Writer: James Lewis
Director: David Brady
In a world not too detached from our own, Knight (Fred Wardale) has been picked up off the streets and placed in a tiny cell with an electronic implant placed in his head. He is free to go as soon as he divulges the information needed from him; if he reveals the right thing, the cell will open and he can go. The trouble is that neither he nor his interrogators know what that information is.
The dystopian world conjured up in James Lewis’s The Shatter Box is a claustrophobic one. As Knight’s interrogator Reina, Gabrielle Nellis-Pain circles the cage as a lioness surveying trapped prey. Colour is provided by the presence of two functionaries with very different views of their work: Nick Hardie is enjoyable in the somewhat predictable character of an over-zealous security guard with a penchant for violence and taunting prisoners.

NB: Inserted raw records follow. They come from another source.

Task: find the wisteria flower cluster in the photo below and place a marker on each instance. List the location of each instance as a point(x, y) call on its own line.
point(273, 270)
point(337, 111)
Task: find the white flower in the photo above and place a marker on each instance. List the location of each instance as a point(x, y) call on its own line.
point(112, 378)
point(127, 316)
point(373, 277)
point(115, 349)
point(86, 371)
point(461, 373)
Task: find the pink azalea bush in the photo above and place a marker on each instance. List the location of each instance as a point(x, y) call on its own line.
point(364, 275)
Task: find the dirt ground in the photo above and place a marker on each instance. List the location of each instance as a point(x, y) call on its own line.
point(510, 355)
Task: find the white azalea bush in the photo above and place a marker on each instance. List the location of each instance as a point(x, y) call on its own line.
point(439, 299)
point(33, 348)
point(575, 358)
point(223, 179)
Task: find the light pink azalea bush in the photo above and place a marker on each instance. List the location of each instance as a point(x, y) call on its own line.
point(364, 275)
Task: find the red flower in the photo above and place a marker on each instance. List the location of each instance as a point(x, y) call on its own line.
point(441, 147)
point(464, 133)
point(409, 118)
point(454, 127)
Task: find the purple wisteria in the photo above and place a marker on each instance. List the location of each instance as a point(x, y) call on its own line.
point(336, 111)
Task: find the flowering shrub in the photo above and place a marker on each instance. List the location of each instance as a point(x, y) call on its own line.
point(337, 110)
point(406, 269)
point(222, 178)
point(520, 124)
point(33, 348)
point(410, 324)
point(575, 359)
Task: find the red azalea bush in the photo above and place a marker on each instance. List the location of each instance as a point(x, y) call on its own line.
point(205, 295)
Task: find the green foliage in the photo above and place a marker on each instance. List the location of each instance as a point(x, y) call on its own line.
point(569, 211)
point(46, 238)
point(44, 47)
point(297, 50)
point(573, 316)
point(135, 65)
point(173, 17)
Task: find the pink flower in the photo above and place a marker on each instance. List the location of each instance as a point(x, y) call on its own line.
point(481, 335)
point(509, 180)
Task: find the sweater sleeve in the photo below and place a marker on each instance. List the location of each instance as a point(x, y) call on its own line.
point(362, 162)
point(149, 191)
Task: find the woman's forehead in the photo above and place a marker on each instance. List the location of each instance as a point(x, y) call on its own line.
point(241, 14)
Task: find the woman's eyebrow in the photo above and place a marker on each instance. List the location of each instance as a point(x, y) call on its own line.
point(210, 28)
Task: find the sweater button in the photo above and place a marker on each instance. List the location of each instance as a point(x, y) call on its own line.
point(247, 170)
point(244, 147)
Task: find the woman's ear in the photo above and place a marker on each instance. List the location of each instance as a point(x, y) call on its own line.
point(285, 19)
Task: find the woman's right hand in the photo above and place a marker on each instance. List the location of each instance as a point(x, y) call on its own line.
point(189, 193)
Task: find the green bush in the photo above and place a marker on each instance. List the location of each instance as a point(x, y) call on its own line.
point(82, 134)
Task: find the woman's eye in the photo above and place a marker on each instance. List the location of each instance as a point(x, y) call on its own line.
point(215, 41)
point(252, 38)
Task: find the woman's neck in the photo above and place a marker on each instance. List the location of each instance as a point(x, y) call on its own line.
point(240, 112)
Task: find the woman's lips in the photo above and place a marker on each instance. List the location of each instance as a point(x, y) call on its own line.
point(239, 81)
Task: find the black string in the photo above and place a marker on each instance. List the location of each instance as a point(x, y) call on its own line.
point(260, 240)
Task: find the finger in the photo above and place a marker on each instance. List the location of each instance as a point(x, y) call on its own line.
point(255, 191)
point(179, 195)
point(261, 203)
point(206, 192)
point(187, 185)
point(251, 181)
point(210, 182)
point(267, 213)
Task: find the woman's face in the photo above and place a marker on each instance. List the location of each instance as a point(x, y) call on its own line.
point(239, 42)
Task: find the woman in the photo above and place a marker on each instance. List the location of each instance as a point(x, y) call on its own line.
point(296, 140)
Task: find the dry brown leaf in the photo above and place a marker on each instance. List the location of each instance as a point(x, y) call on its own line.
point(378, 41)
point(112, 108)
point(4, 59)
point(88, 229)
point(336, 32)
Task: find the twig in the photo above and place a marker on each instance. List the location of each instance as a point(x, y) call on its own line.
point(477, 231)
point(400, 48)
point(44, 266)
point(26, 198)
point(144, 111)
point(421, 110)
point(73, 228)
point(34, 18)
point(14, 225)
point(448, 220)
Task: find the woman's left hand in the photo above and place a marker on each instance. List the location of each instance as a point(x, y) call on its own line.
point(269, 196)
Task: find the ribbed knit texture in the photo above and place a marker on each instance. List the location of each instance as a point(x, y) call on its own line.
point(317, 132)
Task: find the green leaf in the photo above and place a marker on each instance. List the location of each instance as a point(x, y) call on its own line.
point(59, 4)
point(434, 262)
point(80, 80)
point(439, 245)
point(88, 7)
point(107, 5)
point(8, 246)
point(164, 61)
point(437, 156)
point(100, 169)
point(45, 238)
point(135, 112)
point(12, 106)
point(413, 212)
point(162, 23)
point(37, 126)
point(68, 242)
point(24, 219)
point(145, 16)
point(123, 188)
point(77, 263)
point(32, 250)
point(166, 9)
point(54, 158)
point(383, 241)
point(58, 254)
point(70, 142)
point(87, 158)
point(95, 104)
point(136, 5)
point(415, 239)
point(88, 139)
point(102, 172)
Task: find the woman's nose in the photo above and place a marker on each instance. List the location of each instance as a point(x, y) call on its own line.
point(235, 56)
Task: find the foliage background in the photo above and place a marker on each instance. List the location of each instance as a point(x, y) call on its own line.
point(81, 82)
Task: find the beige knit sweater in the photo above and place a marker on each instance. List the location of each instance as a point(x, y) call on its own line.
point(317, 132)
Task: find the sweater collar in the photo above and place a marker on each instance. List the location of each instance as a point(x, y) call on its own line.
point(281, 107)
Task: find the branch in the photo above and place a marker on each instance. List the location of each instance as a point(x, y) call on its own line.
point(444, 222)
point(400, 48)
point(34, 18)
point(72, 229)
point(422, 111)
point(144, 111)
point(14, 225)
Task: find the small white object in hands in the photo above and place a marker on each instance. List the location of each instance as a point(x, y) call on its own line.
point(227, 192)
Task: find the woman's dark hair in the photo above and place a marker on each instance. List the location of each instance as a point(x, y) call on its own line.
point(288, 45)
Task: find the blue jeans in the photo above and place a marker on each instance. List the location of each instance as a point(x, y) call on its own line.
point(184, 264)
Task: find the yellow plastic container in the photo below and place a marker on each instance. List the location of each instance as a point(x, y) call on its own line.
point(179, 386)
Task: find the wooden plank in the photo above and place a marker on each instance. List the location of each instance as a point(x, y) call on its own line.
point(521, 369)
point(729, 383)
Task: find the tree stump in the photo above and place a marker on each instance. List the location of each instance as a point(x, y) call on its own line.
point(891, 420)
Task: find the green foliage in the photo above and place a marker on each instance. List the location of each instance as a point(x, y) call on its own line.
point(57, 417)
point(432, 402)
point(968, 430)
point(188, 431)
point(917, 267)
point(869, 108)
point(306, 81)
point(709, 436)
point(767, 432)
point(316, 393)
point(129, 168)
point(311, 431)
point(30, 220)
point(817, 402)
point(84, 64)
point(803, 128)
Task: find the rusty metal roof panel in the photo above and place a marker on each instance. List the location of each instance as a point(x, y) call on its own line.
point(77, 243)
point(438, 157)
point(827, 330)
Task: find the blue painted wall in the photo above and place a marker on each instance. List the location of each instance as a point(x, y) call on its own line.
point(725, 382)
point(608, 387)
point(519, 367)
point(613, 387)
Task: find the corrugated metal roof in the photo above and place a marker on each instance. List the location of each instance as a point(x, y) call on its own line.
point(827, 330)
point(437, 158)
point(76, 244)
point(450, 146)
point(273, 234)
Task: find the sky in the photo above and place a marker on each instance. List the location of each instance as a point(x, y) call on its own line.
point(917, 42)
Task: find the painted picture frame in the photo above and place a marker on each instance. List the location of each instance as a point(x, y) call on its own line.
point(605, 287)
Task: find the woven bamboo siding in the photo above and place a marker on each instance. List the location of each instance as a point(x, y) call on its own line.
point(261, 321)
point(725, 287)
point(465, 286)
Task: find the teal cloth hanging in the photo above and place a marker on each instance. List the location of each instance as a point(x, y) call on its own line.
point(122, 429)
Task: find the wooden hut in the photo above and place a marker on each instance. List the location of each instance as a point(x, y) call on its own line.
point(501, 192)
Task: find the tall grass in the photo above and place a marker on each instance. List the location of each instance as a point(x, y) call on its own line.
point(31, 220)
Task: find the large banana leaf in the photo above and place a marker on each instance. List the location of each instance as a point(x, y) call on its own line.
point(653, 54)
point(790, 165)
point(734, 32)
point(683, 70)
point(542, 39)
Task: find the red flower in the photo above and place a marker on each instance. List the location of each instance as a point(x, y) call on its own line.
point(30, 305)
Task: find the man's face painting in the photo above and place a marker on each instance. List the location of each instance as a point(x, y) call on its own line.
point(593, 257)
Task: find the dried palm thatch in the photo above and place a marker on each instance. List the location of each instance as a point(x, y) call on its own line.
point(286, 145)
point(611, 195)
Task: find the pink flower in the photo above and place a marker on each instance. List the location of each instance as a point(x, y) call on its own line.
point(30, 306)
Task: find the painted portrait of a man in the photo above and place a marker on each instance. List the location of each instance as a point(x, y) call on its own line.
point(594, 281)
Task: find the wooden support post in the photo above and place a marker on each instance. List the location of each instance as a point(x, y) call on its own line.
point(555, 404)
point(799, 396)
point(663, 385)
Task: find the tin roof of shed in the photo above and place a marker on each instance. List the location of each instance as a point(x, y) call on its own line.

More interesting is Lauren Ferdinand’s nurse, who has become desensitised to the welfare of the facility’s inmates but is slowly coming to regret her involvement.
But the verbal cat-and-mouse between Wardle and Nellis-Pain forms the crux of the 80-minute play. The originality of the play’s conceit, that neither interviewer nor interviewee knows what information is needed, adds an initial layer of intrigue that affords both actors some meaty dialogue.
The problem is that once the premise is established, there’s very little opportunity for the story to progress. The conversations circle the same points repeatedly; such monotony may be an intrinsic part of Reina’s interrogation technique, but that does not make for fascinating theatre work.
Indeed, as the play heads towards a climax, Knight spits out his summary of what is really going on. What is presented as revelatory is not only obvious but has been addressed in dialogue multiple times. Wardale revels in the opportunity to move between a frightened, confused individual to a spittle-flecked, irate inmate, but there isn’t enough substance to back up the performance. Meanwhile, Nellis-Pain’s character, a cold, locked-down woman in a black suit, feels like an underdeveloped repeat of a trope seen in far too many dodgy sci-fi TV series.
That nothing quite works here is a shame. Speculative fiction such as The Shatter Box, existing as it does just a tiny step between our world and the sci-fi realm, could have much to say about incarceration, torture, and the dangers of ceding unchecked power to the military-industrial complex.
Instead, we have a diverting premise that struggles to go anywhere. Like the information that Knight supposedly possesses, The Shatter Box is elusive and, in its final reveal, underwhelming.